Da hat es aber Einmal-Ereignisse drin ...

... Ohne die der Gewinn trotzdem deutlich zurückgegangen wäre.
Aber davon bin ich nicht sonderlich erstaunt. Wir haben in diesem Sektor eigentlich schon erwartet, dass es nicht allzu rosig aussieht - unter anderem wegen der Schwäche in China. Aber ich hatte mit einem besseren Ausblick gerechnet.

Worauf müssen wir uns bei den anderen US-Unternehmen einstellen?
Ich rechne mit leichten Rückgängen. Die Erwartungen liegen für das dritte Quartal erstmals seit vier Jahren etwas tiefer, etwa 1 bis 1,5 Prozent unter dem Vorjahresquartal. Ich denke aber, dass wir 2013 spätestens nach dem ersten Quartal wieder auf Wachstumskurs sind.

Am Freitag legt JP Morgan Zahlen vor – gute?
Ja, das denke ich. Das Finanzgeschäft mit verbrieften Hypotheken läuft gut, ich gehe davon aus, dass die Banken in den USA ihre Hausaufgaben gemacht haben. Einzig die Zinsmargen könnten etwas verstimmen. Für mich bleiben die Aussichten eher positiv.

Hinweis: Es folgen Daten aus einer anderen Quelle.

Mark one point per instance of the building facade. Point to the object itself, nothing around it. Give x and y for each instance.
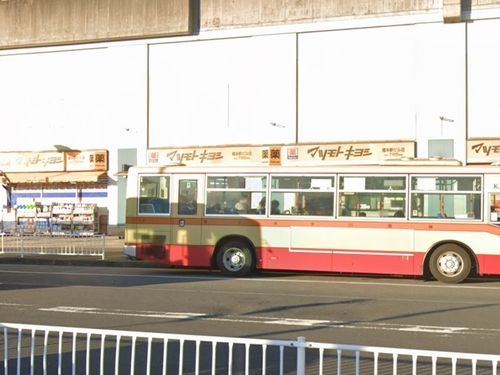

Alfred Ritter, Chief Investment Officer bei der BKB.

Bei welchen Unternehmen sind deutliche Verluste zu erwarten?
Ich denke, dass wir in den USA mit keinen riesigen roten Überraschungen rechnen müssen.

Wie sehen Sie den Schweizer Markt?
Die Gesundheitsbranche wird sich wohl weiter gut entwickeln, auch wenn Novartis Probleme mit auslaufenden Patenten hat. Die grossen Schweizer Finanzwerte sind gut gepreist. Da sehe ich zwar leichte Fortschritte, würde aber nur kurzfristiges Trading empfehlen. Denn mit der Schuldenkrise sind wir noch nicht über den Berg. Es gibt klare Indikationen, dass die Bilanzen vor allem bei den europäischen Banken noch nicht in Ordnung sind und da noch einiges vor uns liegt.

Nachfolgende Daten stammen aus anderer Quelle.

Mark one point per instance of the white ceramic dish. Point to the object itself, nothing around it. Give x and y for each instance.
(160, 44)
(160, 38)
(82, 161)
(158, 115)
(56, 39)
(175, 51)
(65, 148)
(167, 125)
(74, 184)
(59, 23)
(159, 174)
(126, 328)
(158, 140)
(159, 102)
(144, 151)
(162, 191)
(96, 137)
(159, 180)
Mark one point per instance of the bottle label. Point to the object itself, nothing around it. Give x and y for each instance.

Womit sichert man sich am besten zusätzlich ab - Gold?
Wir  überlegen gerade, Gold als Asset-Klasse dazu zu nehmen. Wir haben Edelmetalle zwar auch bisher den Depots beigemischt, aber nicht in einem grossen Prozentsatz. Im nächsten Jahr werden wir Gold wohl im Rahmen von etwa 5 Prozent in einem ausgewogenen Depot berücksichtigen.